Была, впрочем, одна проблема, которой Бунин не только не опасался, а, наоборот, всей душой шёл ей на встречу. Он был занят ею давно, писал в полном смысле, и ни война, ни революция не могли его привязанность к ней пошатнуть, - речь идёт о любви. Любовь в изображении Бунина поражает не только силой художественной изобразительности, но и своей подчинённостью каким-то внутренним, неведомым человеку законам. Нечасто прорываются они на поверхность: большинство людей не испытывают их рокового воздействия до конца своих дней. Такое изображение любви неожиданно придаёт трезвому, “беспощадному” бунинскому таланту романтический отсвет. Близость любви и смерти, их сопряжённость была для Бунина фактом очевидным, никогда не подлежала сомнению. Однако катастрофичность бытия, непорочность человеческих отношений и самого существования – все эти излюбленные бунинские темы после гигантских социальных катаклизмов, потрясших Россию, наполнились новым, грозным значением. “Любовь прекрасна” и “любовь обречена” – эти понятия, окончательно совместившись, совпали, неся в глубине, в зерне каждого рассказа личное горе Бунина-эмигранта.

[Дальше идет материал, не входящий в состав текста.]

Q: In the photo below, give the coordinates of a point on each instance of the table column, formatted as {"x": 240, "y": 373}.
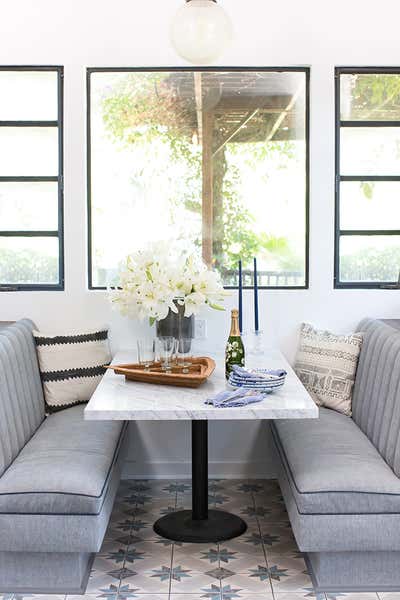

Среди разных тем, которые поочерёдно занимали Бунина, в это время, наблюдалось некоторое общее стремление. Это началось вскоре после того, как прошёл у него первый момент раздражения и написались выступления, речи и полурассказы-полустатьи, которыми он отозвался на события, занёсшие его к иным берегам. Дальше, чем чаще, тем подробней стал возвращаться в его рассказы образ России, которую он знал и теперь заново передумывал, тем больше была заметна их близость и тяготение друг к другу. Порой это были целые серии, состоявшие из рассказов-зарисовок, законченных, казалось бы, и в то же время открытых, указывающих куда-то дальше (“Русак”, “В саду”, “Подснежник” и т. д.), - как эскизные листы из одного итого же альбома; иногда что-нибудь покрупнее, как уже готовый фрагмент, какой-то угол картины, которую предстоит написать (“Далёкое”), - но так или иначе это целое всё настойчивее напрашивалось, обозначалось. Где-то внутри его уже готовилась и выступала вперёд “Жизнь Арсеньева”, огромное полотно, запечатлевшее старую Россию.